Tánaiste ‘united with the Cabinet’ on abortion referendum
Coveney says referendum is once in a generation chance and a ‘no result will mean nothing can change’
A spokesman for the Tánaiste said on Sunday however that he was “united with the Cabinet in deciding on a repeal and replace referendum”. Photograph: Cyril Byrne / THE IRISH TIMES
Tánaiste Simon Coveney has insisted he is united with the Cabinet and will campaign for a Yes vote to repeal and replace the Eighth Amendment on abortion.
He said the referendum is a once in a generation chance and a “no result will mean nothing can change”.
Mr Coveney was responding following a challenge from Fianna Fáil leader Micheál Martin who said that if there was an alternative to the Oireachtas committee’s recommendation “there’s an obligation to publish that alternative, to formulate it precisely and clearly so that there would be clarity about what people are saying”.
In an interview last week Mr Coveney expressed his opposition to abortion on request up to 12 weeks and suggested that in cases of rape a doctor could decide on an abortion beyond 12 weeks.
Mr Martin said on RTÉ’s This Week radio programme: “It’s one thing to support the removal of the Eighth Amendment but I think there is an obligation that rather than just articulating a view or some vague idea as to what might replace it that it would be far more precise and clear in advance”.
A spokesman for the Tánaiste said on Sunday however that he was “united with the Cabinet in deciding on a repeal and replace referendum. He believes we have a once in a generation chance and will campaign for a Yes vote as a No result will mean nothing can change.
“He respects that the Minister for Health must now prepare heads of legislation in line with the committee’s report and he will get his chance to input into the legislation process when it comes before the Oireachtas.”
Earlier on Sunday Minister for Health Simon Harris said he did not know if Mr Coveney’s suggestion in relation to rape was workable but said he did know that the plan put forward by the Oireachtas committee was workable.
Mr Harris said that if people vote to repeal the Eighth Amendment and that could not be taken for granted, “then we will have to scrutinise law, like any other law”.
He warned however on RTÉ’s The Week in Politics that “there be no change for no circumstance if we keep the Eighth Amendment - rape incest, fatal foetal abnormality, women’s health, women’s mental health, a child who is raped and has to carry a pregnancy to full term. All of these situations will continue in Ireland if we don’t remove the Eighth.”
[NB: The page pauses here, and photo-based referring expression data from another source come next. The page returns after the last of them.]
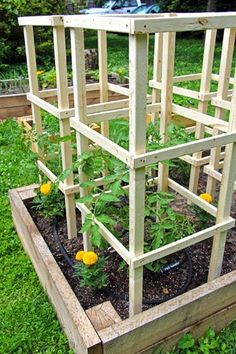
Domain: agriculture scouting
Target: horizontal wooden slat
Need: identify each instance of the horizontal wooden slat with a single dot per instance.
(41, 20)
(102, 141)
(181, 244)
(81, 334)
Mr Harris said “it would be really regrettable if we spend the next number of weeks talking about legislation and spend next number of weeks and taking for granted that major decision to repeal the Eighth Amendment. If Irish people decide to leave the Eighth, the rest of the conversation is hypothetical.”
The Oireachtas Commitee on the Eighth Amendment recommended repeal of the amendment - which guarantees the equal right to life of the mother and unborn child - and to repace it with legislation allowing for terminations on request up to 12 weeks.